FBL-WC-2026-TRAINING-MEX Javier Aguirre comanda o México pela terceira vez como técnico na Copa. Foto: Rodrigo Oropeza / AFP) Javier Aguirre comanda o México pela terceira vez como técnico na Copa. Foto: Rodrigo Oropeza / AFP)

Personagem do dia 1: “Zagallo” mexicano, Javier Aguirre alcança quinta Copa

Publicado em Esporte

New Jersey (EUA) — Um dos três anfitriões da Copa do Mundo, o México será comandado por uma espécie de Zagallo asteca. Aos 67 anos — a mesma idade de Carlo Ancelotti — Javier Aguirre não coleciona os títulos do Velho Lobo, mas construiu uma trajetória igualmente singular no futebol.

 

Nascido em 1º de dezembro de 1958, na Cidade do México, Aguirre acaba de completar meio século de carreira entre os papéis de jogador e treinador e disputará a Copa do Mundo pela quinta vez. O trabalho dele sofre duas críticas, mas como diria o Velho Lobo, “vão ter que me engolir”.

 

Em 1986, Javier Aguirre era meia-atacante da seleção mexicana dirigida pelo sérvio Bora Milutinovic. Diante da própria torcida, ajudou o país a alcançar as quartas de final — ainda hoje uma das melhores campanhas da história mexicana no torneio. A eliminação veio nos pênaltis contra a Alemanha Ocidental, em Monterrey, depois do empate sem gols. Aguirre, então jogador do Atlante, usava a camisa 13 em um elenco liderado por Hugo Sánchez.

 

Oito anos mais tarde, participou novamente do Mundial, agora fora das quatro linhas.
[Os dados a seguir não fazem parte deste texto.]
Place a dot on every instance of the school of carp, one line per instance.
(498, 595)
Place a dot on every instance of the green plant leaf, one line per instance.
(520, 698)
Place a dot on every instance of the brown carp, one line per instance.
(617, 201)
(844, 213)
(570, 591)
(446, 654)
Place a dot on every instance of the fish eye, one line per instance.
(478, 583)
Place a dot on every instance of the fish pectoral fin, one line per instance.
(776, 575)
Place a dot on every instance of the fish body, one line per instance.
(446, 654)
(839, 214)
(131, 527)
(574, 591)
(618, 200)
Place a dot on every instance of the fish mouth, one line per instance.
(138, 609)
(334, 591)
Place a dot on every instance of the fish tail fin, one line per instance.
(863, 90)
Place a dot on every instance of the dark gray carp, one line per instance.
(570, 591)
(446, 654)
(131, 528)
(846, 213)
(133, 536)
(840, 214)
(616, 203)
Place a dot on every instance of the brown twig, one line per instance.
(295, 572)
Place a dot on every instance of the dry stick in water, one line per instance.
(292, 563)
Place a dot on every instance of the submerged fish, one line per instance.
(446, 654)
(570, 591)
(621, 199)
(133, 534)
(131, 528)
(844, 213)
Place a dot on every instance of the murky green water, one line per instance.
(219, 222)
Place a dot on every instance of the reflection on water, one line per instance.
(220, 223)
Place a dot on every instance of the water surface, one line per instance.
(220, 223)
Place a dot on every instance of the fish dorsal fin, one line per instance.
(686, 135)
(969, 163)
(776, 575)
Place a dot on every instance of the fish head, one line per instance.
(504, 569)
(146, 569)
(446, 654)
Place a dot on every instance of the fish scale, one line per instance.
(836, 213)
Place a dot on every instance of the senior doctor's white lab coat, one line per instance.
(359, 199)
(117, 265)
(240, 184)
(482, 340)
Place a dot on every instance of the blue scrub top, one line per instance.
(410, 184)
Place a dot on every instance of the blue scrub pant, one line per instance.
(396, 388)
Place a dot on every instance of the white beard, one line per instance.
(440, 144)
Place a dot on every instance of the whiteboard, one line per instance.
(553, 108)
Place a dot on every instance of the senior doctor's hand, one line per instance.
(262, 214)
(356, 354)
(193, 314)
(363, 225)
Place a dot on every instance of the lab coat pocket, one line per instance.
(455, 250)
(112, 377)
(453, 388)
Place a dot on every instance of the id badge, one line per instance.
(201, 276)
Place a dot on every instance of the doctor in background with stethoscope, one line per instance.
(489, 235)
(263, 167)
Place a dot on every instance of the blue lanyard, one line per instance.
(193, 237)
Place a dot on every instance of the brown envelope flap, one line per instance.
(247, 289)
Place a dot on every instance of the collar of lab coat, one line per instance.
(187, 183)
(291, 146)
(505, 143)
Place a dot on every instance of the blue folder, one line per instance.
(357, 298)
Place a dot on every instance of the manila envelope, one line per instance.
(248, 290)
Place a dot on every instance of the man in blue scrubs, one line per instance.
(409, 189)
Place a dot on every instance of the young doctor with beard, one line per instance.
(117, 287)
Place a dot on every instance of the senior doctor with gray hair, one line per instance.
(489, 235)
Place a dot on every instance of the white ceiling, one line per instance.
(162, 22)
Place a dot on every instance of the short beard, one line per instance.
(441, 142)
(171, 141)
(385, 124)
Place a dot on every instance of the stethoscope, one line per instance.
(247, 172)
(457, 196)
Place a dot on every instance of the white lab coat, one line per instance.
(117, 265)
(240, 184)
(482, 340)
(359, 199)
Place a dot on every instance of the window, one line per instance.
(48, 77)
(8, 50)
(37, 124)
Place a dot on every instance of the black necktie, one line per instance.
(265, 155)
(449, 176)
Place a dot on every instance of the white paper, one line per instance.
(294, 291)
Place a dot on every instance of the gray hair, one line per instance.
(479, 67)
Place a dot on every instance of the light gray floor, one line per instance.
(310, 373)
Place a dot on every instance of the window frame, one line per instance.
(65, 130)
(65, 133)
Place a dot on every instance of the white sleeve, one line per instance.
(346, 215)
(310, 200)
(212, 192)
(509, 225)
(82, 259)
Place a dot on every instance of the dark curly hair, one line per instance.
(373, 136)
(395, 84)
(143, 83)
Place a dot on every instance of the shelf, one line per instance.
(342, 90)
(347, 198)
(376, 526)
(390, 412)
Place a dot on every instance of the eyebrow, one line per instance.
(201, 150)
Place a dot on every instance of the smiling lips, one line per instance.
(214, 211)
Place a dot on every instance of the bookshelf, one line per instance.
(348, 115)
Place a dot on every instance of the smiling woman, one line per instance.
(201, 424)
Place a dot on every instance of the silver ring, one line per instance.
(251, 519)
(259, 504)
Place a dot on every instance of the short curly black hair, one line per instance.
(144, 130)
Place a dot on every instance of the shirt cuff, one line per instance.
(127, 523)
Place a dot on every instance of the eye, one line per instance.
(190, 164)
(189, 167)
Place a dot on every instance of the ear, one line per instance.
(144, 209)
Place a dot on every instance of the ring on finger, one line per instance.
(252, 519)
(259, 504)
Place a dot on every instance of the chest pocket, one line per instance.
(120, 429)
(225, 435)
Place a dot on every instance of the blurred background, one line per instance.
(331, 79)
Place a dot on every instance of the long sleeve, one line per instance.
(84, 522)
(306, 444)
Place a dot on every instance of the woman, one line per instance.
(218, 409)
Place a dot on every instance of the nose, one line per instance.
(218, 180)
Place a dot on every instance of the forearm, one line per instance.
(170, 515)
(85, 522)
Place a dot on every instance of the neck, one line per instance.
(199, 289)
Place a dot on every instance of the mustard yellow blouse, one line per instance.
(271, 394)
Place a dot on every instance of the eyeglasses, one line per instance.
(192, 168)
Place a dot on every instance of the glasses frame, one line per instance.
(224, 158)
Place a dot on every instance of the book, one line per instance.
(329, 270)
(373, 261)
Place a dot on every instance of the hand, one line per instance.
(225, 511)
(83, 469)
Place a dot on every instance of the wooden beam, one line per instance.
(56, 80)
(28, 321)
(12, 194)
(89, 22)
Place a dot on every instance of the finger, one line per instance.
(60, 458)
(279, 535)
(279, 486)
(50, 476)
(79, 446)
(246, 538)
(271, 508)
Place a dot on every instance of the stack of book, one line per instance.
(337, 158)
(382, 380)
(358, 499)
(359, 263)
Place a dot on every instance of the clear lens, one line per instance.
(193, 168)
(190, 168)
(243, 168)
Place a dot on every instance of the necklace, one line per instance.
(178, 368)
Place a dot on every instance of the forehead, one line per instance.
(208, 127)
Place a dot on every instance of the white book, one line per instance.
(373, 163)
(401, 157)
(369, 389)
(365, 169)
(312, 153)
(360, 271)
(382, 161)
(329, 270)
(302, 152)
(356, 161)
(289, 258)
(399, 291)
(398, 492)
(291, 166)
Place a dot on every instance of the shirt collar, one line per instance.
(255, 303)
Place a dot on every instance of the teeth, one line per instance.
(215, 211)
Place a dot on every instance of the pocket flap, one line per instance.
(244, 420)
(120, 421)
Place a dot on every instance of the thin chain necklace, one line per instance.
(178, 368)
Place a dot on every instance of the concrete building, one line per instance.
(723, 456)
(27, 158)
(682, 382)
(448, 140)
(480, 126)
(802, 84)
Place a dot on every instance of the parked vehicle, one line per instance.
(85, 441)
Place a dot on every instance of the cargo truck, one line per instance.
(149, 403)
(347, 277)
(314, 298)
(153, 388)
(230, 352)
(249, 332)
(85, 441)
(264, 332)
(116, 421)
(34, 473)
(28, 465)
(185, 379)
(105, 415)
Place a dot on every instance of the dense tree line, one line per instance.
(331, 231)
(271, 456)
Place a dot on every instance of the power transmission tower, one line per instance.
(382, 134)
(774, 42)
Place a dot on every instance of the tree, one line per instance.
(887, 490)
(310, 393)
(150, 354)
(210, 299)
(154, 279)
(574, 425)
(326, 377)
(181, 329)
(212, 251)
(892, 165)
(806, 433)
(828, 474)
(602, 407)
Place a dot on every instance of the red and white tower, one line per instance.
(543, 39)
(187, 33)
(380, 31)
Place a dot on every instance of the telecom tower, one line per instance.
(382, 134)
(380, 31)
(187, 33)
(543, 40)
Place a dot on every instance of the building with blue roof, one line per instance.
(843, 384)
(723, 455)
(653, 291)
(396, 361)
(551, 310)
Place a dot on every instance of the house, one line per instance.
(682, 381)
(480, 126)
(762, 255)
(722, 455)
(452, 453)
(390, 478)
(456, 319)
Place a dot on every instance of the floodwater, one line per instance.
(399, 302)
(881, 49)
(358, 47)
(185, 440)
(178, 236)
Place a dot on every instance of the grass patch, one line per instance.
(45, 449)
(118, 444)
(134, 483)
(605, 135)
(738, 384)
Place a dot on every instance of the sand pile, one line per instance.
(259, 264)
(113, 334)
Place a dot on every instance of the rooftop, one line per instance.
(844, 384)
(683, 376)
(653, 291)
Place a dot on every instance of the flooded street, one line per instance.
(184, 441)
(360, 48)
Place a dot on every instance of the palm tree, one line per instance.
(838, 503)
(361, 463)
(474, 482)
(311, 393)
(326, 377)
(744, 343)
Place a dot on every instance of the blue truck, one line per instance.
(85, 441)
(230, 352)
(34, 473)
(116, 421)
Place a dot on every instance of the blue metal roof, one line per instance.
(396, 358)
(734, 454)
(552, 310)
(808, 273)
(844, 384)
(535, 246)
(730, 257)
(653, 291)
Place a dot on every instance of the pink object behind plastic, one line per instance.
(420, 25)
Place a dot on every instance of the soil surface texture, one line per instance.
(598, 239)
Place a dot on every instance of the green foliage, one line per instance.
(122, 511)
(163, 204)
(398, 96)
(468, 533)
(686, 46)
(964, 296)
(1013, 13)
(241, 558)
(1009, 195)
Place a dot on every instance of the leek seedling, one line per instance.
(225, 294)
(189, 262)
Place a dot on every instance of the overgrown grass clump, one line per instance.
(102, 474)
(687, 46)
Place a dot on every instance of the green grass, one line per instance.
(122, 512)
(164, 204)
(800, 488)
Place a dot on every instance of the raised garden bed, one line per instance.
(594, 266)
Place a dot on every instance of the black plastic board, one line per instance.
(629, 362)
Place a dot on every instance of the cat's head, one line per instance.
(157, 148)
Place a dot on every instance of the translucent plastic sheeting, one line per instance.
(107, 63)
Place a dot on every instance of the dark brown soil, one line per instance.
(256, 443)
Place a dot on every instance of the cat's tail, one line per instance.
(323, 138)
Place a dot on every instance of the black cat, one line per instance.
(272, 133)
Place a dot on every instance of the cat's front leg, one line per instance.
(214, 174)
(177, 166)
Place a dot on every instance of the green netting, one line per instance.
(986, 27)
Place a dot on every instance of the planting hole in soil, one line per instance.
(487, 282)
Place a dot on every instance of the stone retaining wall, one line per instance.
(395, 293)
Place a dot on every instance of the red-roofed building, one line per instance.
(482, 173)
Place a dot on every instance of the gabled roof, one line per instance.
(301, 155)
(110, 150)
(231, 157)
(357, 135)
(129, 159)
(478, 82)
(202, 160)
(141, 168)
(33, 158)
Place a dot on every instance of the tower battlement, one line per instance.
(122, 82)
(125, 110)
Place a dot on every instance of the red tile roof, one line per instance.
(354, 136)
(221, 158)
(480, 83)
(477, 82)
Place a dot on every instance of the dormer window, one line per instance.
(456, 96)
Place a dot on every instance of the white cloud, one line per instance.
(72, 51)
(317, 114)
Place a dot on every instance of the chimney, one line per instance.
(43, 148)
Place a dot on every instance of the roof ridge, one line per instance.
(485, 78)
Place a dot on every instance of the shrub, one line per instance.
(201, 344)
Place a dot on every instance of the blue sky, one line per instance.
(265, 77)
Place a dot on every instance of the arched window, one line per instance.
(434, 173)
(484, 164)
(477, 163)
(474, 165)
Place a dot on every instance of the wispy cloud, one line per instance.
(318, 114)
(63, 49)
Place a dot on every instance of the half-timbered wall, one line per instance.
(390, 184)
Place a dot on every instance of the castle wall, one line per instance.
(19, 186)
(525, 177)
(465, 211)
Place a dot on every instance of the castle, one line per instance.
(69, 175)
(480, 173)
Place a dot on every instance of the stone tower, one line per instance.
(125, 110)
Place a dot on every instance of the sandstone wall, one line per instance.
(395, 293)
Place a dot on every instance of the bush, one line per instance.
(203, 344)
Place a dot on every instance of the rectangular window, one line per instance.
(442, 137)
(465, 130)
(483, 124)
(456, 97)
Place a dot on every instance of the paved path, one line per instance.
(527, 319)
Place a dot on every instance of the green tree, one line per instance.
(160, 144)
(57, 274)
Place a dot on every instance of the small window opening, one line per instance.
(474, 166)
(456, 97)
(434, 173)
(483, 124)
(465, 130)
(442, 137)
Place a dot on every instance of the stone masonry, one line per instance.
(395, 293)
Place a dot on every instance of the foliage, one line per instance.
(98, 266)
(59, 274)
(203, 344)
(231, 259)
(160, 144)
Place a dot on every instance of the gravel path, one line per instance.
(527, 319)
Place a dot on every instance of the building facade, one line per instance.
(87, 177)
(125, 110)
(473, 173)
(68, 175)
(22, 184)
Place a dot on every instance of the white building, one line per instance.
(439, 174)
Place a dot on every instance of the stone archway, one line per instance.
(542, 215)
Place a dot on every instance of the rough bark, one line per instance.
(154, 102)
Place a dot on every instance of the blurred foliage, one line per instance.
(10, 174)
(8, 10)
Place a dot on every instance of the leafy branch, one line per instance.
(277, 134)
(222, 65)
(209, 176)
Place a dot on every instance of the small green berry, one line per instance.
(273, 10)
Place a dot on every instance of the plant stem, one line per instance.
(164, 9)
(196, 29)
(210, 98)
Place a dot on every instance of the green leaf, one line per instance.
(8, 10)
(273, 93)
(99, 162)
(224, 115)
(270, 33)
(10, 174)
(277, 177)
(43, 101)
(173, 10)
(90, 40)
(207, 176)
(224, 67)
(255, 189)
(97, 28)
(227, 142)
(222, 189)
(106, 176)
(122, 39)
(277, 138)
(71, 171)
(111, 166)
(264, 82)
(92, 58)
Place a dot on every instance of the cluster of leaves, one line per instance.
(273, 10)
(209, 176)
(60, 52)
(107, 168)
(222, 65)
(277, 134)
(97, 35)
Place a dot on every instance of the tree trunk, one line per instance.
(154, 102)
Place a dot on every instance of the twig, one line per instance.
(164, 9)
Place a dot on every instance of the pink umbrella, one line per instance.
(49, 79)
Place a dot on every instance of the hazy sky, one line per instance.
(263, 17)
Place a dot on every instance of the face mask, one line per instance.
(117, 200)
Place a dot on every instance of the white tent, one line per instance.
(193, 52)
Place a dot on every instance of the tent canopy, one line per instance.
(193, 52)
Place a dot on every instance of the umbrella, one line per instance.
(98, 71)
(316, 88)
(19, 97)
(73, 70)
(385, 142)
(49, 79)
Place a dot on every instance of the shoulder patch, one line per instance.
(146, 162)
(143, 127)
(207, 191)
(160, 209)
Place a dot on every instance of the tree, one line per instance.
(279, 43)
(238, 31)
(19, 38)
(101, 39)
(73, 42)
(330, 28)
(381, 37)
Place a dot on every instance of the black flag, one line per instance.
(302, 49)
Em 1994, integrou a comissão técnica de Miguel Mejía Barón. O México impressionou ao terminar em primeiro lugar no equilibradíssimo Grupo E, à frente de Itália, Irlanda e Noruega. O sonho terminou nas oitavas de final: empate por 1 x 1 com a Bulgária e eliminação nos pênaltis.

 

A experiência abriu as portas para um novo patamar. Em 2002, no Japão e na Coreia do Sul, Javier Aguirre assumiu o comando técnico da seleção e repetiu o feito da liderança do grupo, deixando para trás Itália, Croácia e Equador. Depois de encantar na primeira fase, caiu diante dos Estados Unidos por 2 x 0 nas oitavas — uma das derrotas mais dolorosas da história recente do futebol mexicano.

 

O roteiro se repetiu em 2010. Aguirre voltou ao Mundial como treinador e comandou o México justamente no jogo de abertura contra a anfitriã África do Sul. O empate por 1 x 1 em Johannesburgo entrou para a memória pela atmosfera criada no Soccer City e pela trilha sonora daquela Copa: Waka Waka, de Shakira.

 

Uma das facetas do México de Javier Aguirre: sistema 4-3-3. Arte: Marcos Paulo Lima

 

Agora, em 2026, como anfitrião mais uma vez, “El Vasco” tem encontro marcado com a atualização do almanaque.

 

Logo na estreia, estabelecerá uma marca inédita: será o único personagem da Copa do Mundo a participar de três aberturas do torneio — jogador em 1986 e técnico em 2010 e 2026.

 

Vale um detalhe histórico: em 1986, o jogo inaugural ainda seguia outra tradição. A honra da abertura pertencia à campeã vigente. Por isso, Itália e Bulgária fizeram a primeira partida do torneio, enquanto o México debutou posteriormente.

 

Com cinco participações em Copas, Aguirre também se aproxima de outro feito simbólico. Em 2030, pode igualar as seis presenças do brasileiro Carlos Alberto Parreira — recordista entre treinadores — acumuladas em Kuwait (1982), Emirados Árabes Unidos (1990), Brasil (1994 e 2006), Arábia Saudita (1998) e África do Sul (2010).

 

Há ainda uma coincidência curiosa ligando passado e presente.

 

O adversário mexicano na abertura será a África do Sul, treinada pelo belga Hugo Broos, hoje com 70 anos. Em 1986, Broos era o camisa 19 da Bélgica derrotada por 2 x 1 justamente pelo México de Javier Aguirre na fase de grupos.

 

Quarenta anos depois, os dois voltam a se encontrar em uma Copa — desta vez à beira do campo.